Some brushes may have a place to connect a hose. When you're shopping for such a brush, look to see if there is a way to turn off the water temporarily so that you can suds up the truck.

Some drivers also like to use "aluminum brighteners" on their tire rims. The times we have added the brightener onto the order for a commercial truck wash, it gave that extra sparkle to the clean truck.




Few Tools? No Problem?

What if you want DIY truck washing, but don't have access to some or most of the equipment outlined above? Are you stuck? No!

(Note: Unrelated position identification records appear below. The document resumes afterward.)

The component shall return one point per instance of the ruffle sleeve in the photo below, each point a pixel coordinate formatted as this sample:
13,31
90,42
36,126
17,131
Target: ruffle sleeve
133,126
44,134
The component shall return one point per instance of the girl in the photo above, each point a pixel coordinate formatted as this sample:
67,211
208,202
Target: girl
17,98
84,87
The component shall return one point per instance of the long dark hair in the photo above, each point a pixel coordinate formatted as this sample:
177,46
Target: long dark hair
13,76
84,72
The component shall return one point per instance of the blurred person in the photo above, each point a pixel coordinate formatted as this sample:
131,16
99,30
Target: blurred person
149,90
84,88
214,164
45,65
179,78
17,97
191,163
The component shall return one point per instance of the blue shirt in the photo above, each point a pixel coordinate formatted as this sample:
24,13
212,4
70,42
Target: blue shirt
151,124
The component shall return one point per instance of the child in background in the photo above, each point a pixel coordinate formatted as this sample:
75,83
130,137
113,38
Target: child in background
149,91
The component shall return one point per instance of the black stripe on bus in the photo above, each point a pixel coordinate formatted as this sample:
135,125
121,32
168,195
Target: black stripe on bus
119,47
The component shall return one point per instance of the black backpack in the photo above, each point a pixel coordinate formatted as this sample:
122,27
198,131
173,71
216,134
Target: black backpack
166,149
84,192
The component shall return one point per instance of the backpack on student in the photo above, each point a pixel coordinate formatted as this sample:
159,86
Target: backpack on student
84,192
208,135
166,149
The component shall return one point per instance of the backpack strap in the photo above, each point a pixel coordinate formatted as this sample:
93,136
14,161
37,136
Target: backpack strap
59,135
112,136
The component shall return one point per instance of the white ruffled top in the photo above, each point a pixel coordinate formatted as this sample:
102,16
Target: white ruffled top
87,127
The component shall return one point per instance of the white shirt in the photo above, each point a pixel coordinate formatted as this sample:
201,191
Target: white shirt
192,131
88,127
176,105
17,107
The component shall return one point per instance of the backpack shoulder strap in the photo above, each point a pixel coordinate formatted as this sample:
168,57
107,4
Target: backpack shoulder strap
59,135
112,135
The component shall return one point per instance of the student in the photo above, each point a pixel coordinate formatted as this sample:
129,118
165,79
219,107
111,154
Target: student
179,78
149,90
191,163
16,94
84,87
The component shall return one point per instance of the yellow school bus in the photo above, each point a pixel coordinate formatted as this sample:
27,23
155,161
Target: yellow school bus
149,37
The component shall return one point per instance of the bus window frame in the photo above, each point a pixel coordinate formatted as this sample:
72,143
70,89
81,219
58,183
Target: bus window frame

We once parked in a truck stop parking lot where a driver was busy cleaning his truck out of a bucket. Vicki was so curious that she asked him what he was using. Just water and a rag, he said. That's all. Vicki was amazed because even though his truck didn't look particularly dirty, one could tell where he had wiped it. It was obvious that this driver took pride in his "red" ride. Wow! Just water and a rag for DIY truck washing. You can get water at just about any truck stop fuel bay.






truck drivers money saving tip icon

Money saving tip: There is a trade-off between using name brand versus generic products. A name brand vehicle washing soap may be best while a generic sponge and bucket might work very well.

Never use a product that is not specifically made for washing vehicles as it may strip the paint or do other damage to your truck's finish. For example, soaps designed to clean clothes or wash dishes are not formulated for car or truck washing. Once your paint job is ruined, you'll be forced to make a decision regarding repainting.

Be careful about climbing ladders -- or onto your tractor -- to access high places with shorter handled brushes. You don't want to slip and fall. (Imaginary headlines like this might flash through your mind: "Man Washing Truck Falls, Breaks Leg.")

Think twice about a do it yourself truck washing if you are in a windy and dusty area as the truck may pick up as much dirt (or more) than you washed off.

If possible, wipe down or dry the wet surfaces of your truck before you get out on the road again. You can use a clean, dry, cloth towel for wiping; we recommend staying away from using paper towels for this purpose as they might leave lint.

Also, don't attempt to clean your truck in the fuel bay at a truck stop. Some truck stops actually post signs to this effect, but it should be a matter of common courtesy not to block a place where other drivers may be waiting for fuel. Cleaning your truck's headlights, windshield and mirrors while in a bay is one thing; washing your whole tractor is another. Be kind. One day, someone may return the favor to you.